Type 2 Diabetes (T2D) prevalence increases with age and affects over 13.2% of the US
population by 2020. Studies show that microbiota composition and their metabolic genes are
different between healthy and T2D patients. However, it is challenging to unravel their causal
effects on host glucose homeostasis and T2D due to the lack of an efficient system to manipulate
their levels in vivo. Recently, we were able to toggle microbiota amino acid metabolic pathways
in vivo and found that some pathways affect host glucose homeostasis. We hypothesize that the
gut bacteria impact the host amino acid pool, which will further modulate host glucose
homeostasis. Herein we will identify the microbes that actively ferment dietary amino acids and
evaluate how they affect host glucose homeostasis in diseased mouse models. We will learn
more about the role of microbiota-mediated AA metabolism in the progress of T2D. Our work will
also lay the ground for generating a synthetic and engineered gut microbial community with
defined metabolic functions to prevent and cure T2D. There are three convergent motivations:
First, many microbiota molecular features are different between healthy and T2D patients, and
we need functional studies to causally connect them with T2D. We will combine bioinformatics,
metabolomics, bacterial genetics, and a gnotobiotic mouse model to modulate microbiome
metabolic pathways in the host. This approach will boost a systematic identification of T2D-
causing microbiota genes and pathways; our findings will also promote new therapeutic strategies
by targeting these previously unknown microbial metabolic avenues.
Second, gut microbiota metabolism significantly impacts host metabolic health. However, the
molecular mechanisms behind how microbiota regulates host amino acid homeostasis and
downstream biology remain largely unexplored. We believe that this approach has huge potential:
it can be used to regulate the microbiome metabolic functions at different body sites where host
and microbes interact. Our finding would also open the door to interrogating – and ultimately
controlling – one of the most concrete contributions that gut bacteria make to host biology.

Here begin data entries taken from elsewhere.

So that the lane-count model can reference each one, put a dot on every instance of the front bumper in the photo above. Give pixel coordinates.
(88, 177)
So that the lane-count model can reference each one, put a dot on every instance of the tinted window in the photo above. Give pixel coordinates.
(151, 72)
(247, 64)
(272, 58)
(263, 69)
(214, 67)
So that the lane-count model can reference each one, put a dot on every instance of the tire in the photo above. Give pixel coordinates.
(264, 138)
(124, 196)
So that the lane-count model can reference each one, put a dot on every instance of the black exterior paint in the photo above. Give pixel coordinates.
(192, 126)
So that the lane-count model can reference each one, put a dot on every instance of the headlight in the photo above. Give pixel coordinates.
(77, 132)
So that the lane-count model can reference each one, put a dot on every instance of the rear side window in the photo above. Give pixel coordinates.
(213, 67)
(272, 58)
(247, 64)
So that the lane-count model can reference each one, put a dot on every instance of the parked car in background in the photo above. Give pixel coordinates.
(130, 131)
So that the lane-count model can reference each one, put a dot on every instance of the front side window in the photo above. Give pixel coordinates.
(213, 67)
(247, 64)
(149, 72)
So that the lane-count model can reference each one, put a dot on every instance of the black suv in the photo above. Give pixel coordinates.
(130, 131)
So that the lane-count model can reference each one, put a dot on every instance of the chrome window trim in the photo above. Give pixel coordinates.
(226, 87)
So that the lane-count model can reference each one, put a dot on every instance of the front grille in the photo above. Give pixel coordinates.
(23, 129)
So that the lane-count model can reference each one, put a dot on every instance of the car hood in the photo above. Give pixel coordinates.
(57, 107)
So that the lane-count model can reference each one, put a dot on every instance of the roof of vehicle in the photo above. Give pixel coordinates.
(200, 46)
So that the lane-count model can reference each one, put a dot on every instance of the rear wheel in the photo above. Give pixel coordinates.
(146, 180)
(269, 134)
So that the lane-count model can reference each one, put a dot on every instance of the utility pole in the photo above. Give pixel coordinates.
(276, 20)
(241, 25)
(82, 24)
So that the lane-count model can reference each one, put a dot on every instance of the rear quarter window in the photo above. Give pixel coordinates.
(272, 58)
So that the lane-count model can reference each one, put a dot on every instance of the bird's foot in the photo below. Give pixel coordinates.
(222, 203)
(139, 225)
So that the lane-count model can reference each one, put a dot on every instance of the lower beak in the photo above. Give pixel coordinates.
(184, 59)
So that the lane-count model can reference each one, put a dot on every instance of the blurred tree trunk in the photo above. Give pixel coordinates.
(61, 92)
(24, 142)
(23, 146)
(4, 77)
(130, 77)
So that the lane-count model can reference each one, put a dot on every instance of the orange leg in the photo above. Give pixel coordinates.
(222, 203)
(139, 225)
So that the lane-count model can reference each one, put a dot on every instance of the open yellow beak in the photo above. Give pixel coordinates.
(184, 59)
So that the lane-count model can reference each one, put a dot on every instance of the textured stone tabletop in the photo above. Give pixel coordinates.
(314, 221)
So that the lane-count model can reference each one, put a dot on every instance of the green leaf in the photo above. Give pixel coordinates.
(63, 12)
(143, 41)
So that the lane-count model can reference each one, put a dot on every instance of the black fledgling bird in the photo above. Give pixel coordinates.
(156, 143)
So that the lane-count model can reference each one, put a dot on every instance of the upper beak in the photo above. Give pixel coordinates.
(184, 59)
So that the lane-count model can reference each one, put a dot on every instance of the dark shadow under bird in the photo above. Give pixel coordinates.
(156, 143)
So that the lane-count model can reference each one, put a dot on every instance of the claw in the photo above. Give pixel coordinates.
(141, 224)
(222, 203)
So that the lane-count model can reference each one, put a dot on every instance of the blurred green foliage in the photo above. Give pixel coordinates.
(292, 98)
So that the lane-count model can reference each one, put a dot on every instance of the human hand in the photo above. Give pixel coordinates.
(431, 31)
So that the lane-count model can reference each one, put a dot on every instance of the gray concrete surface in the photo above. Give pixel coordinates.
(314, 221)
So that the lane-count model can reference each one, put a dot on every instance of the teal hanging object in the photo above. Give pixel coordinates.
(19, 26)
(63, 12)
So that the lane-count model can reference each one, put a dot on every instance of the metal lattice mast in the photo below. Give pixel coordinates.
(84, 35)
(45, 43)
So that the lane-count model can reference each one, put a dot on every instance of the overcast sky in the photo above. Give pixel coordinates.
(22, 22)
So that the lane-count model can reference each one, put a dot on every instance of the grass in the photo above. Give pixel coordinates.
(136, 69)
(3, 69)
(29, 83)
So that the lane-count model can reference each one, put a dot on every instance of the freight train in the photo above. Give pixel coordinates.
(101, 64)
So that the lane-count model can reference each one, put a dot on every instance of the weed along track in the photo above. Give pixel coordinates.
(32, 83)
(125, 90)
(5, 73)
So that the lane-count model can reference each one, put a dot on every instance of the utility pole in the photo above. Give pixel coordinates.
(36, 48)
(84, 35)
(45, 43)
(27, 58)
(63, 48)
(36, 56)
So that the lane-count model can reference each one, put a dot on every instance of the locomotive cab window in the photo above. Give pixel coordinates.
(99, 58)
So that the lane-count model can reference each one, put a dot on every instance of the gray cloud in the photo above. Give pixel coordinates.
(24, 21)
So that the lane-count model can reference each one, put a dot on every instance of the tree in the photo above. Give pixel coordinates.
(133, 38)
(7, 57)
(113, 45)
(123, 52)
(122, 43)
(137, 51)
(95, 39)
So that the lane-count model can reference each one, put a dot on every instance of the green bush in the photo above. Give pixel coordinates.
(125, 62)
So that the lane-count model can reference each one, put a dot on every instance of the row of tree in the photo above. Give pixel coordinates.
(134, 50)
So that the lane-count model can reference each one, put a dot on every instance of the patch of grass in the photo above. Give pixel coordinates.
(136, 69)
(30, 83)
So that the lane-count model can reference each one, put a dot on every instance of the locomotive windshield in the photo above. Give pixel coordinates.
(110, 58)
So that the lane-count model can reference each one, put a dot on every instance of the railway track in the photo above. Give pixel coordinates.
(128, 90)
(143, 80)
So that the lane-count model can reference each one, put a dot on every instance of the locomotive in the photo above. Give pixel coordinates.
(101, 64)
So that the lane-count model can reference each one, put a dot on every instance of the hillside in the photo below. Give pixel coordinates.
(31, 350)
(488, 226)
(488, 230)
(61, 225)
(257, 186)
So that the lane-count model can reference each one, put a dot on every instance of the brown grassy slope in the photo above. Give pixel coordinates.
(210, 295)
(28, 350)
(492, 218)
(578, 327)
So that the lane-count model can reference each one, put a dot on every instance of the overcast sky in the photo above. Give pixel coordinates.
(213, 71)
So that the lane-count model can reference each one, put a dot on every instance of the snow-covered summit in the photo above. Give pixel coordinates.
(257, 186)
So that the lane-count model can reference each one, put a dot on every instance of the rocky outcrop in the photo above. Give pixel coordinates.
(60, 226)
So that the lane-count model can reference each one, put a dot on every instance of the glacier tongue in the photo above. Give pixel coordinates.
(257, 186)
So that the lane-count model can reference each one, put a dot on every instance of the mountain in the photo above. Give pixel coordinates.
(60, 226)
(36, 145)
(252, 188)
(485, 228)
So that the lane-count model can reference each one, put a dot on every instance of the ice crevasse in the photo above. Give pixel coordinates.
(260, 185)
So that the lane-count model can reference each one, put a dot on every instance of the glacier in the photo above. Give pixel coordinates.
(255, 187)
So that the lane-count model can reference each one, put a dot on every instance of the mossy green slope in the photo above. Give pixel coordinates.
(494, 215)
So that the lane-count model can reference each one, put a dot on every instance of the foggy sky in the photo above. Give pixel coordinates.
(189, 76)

Third, a synthetic microbial community with a defined and programmable metabolic function has
therapeutic potential for T2D. The gut microbiome is part of our ‘pan-genome,’ whose metabolic
functions are more tractable by genetic manipulation or adjusting microbiota composition. Our
approach will expedite the genomic and biological characterization of microbiota metabolic genes,
laying the basis for a synthetic community with a defined and programmable metabolic function
to prevent and cure T2D and other age-related metabolic diseases.